I've had some lovely emails from readers asking how things are going with Mum. Well she had her two weeks of respite care and is now back at the flat she shares with Colin.When I went to see her last week she made no mention of the Beatles but instead couldn't remember when I had last visited and couldn't recall my dailing calls. There was anger at me for not calling, for not visiting, for the staff for just about everything. My Mum has always been afraid of anger, of raised voices, always the one to calm my Dad down, to smooth ruffled feathers, to calm the waters. Now it is as if all the years of avoiding anger have been compounded , as if a ball of anger has been built up inside and is now spilling out, oozing into everyday life where once calmness reigned. I am not proud of the fact that I found an excuse to leave early. How do some people have the strength to cope with this sort of thing? How do they have the patience and the love to overcome the enormous obstacles that life has thrown down between them and their loved one? I wish I knew. What did I do, well I was all mature and kissed my Mum, thanked the staff for their kindnesses and then ran like hell.

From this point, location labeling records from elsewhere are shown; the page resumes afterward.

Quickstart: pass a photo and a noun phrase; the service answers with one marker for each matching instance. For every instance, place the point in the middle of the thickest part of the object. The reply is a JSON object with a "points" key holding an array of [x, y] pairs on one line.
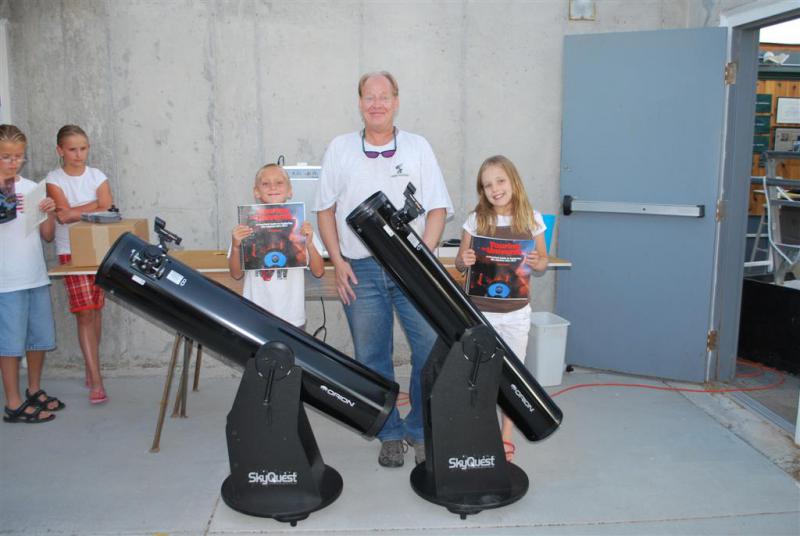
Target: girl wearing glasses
{"points": [[503, 211], [26, 315], [77, 188]]}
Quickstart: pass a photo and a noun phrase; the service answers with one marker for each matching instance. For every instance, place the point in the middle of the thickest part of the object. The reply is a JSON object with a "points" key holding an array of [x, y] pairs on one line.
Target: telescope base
{"points": [[277, 470], [465, 504], [292, 507]]}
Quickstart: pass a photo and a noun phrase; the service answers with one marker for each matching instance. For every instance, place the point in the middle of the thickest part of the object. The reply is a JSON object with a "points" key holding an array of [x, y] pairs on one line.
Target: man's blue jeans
{"points": [[371, 319]]}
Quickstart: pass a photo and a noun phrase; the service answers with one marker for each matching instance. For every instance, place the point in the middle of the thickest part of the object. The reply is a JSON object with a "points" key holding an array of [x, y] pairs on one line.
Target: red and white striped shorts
{"points": [[83, 294]]}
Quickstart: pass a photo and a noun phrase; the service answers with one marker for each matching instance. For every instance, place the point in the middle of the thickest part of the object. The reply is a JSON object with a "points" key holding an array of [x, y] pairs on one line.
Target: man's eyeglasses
{"points": [[374, 154]]}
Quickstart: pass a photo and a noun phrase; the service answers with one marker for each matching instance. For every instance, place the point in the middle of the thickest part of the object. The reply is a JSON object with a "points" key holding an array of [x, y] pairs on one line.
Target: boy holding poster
{"points": [[503, 241], [269, 250]]}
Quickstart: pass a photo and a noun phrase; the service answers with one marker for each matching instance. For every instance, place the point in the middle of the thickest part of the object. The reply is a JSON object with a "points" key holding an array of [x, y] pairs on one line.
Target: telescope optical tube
{"points": [[447, 308], [160, 286]]}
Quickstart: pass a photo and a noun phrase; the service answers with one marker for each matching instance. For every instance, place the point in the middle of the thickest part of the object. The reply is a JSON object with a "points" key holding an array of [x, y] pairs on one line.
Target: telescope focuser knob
{"points": [[150, 260]]}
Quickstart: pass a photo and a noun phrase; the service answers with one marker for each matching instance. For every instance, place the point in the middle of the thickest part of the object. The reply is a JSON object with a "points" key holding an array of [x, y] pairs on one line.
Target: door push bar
{"points": [[570, 205]]}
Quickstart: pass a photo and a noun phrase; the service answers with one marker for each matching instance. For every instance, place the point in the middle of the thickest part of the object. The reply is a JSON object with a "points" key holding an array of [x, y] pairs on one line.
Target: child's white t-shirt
{"points": [[78, 191], [284, 295], [21, 260]]}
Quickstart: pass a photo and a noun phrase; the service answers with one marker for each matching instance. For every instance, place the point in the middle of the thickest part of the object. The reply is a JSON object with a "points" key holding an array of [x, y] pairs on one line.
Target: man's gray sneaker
{"points": [[392, 451], [419, 450]]}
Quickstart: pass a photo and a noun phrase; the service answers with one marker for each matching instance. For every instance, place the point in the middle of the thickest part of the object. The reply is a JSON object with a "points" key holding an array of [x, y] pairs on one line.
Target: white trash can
{"points": [[547, 345]]}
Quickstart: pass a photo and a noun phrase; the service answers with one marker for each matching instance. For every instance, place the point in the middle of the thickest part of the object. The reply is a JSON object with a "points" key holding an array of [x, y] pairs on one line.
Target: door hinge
{"points": [[730, 73], [711, 340]]}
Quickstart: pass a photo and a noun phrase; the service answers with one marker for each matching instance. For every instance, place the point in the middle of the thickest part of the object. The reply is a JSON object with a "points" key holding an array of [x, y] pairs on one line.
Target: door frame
{"points": [[743, 25]]}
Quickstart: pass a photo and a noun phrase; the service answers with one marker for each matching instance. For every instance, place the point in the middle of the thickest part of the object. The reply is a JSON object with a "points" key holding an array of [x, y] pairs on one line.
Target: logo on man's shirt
{"points": [[398, 171]]}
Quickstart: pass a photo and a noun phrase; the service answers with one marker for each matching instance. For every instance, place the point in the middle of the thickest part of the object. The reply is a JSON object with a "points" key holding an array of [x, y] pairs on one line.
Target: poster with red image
{"points": [[276, 242], [499, 271]]}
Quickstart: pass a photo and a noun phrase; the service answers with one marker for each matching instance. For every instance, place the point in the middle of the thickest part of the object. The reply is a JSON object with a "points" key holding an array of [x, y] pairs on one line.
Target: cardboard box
{"points": [[91, 241]]}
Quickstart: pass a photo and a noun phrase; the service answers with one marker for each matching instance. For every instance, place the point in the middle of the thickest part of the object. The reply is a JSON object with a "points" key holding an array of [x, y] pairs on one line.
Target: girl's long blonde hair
{"points": [[12, 134], [522, 219]]}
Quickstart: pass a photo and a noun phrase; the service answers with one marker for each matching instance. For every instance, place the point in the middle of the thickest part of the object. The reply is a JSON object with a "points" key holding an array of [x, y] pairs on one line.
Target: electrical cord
{"points": [[781, 379], [322, 329]]}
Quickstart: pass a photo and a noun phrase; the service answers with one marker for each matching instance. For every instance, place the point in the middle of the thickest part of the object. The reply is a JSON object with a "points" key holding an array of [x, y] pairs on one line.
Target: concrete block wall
{"points": [[184, 100]]}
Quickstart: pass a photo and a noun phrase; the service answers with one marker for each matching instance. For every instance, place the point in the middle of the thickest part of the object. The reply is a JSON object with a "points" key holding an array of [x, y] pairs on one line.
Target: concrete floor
{"points": [[625, 461]]}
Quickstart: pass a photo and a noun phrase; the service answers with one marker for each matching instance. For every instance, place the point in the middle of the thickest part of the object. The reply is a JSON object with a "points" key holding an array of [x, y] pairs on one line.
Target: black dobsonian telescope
{"points": [[469, 370], [445, 305], [276, 468]]}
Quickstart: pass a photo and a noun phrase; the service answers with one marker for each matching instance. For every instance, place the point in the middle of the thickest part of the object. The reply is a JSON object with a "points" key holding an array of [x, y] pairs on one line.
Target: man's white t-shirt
{"points": [[78, 191], [21, 260], [348, 178]]}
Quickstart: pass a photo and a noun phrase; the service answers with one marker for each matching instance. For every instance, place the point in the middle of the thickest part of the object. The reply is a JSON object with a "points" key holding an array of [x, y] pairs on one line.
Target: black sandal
{"points": [[19, 414], [36, 399]]}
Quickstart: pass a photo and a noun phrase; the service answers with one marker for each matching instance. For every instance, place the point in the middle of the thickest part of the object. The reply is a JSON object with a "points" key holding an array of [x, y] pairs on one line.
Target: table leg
{"points": [[196, 385], [162, 410], [179, 409]]}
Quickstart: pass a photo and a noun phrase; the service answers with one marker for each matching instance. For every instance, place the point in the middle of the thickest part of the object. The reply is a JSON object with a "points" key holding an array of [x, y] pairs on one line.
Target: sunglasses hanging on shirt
{"points": [[374, 154]]}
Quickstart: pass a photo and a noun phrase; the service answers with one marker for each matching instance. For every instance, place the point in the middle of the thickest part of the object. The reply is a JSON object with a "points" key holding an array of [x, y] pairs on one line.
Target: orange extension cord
{"points": [[760, 370]]}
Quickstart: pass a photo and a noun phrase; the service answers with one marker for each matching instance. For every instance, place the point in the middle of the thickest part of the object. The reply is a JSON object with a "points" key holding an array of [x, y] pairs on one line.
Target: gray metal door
{"points": [[641, 159]]}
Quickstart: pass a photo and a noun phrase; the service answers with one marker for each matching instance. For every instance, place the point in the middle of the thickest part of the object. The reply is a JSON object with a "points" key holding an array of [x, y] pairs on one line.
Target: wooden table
{"points": [[214, 264]]}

These are photos from other times, maybe Mum recalls those times and not the present. Maybe she is reliving past times and has no room in her head for the mundanity of now. I hope there is happiness somewhere and not just the sadness that shows in her eyes. She is frightened in her own home. Sight failing, limbs frail, it is no wonder she has anger at the world for letting her come to this helpless state. It makes me feel so stupid and guilty for my tantrums at ridiculously silly things, when she has such a tenuous grip on anything now, when her world is slipping away.
But yesterday when I phoned there was clarity. She said 'how are you' and 'thanks for phoning, that's really kind of you'. My God, it was Mum again, for just a few moments it was my Mum on the phone. You have no idea what that meant.
These are photos of Mum, the top one was taken on holiday about 10 years ago when my Dad was still alive. just look at their happiness, how she looks after her old man. Middle pic was taken in London a great many years ago outside Madame Tousades wax works museum. The monkey I am holding bit me on the face right after the camera clicked. To this day I hate monkeys! The last pic was taken this January before Mum's world collapsed.So there you go, my update on Mum. Now you know why I don't mention her much on the blog, it is too sad for you guys to read and my keyboard gets too wet with tears writing this.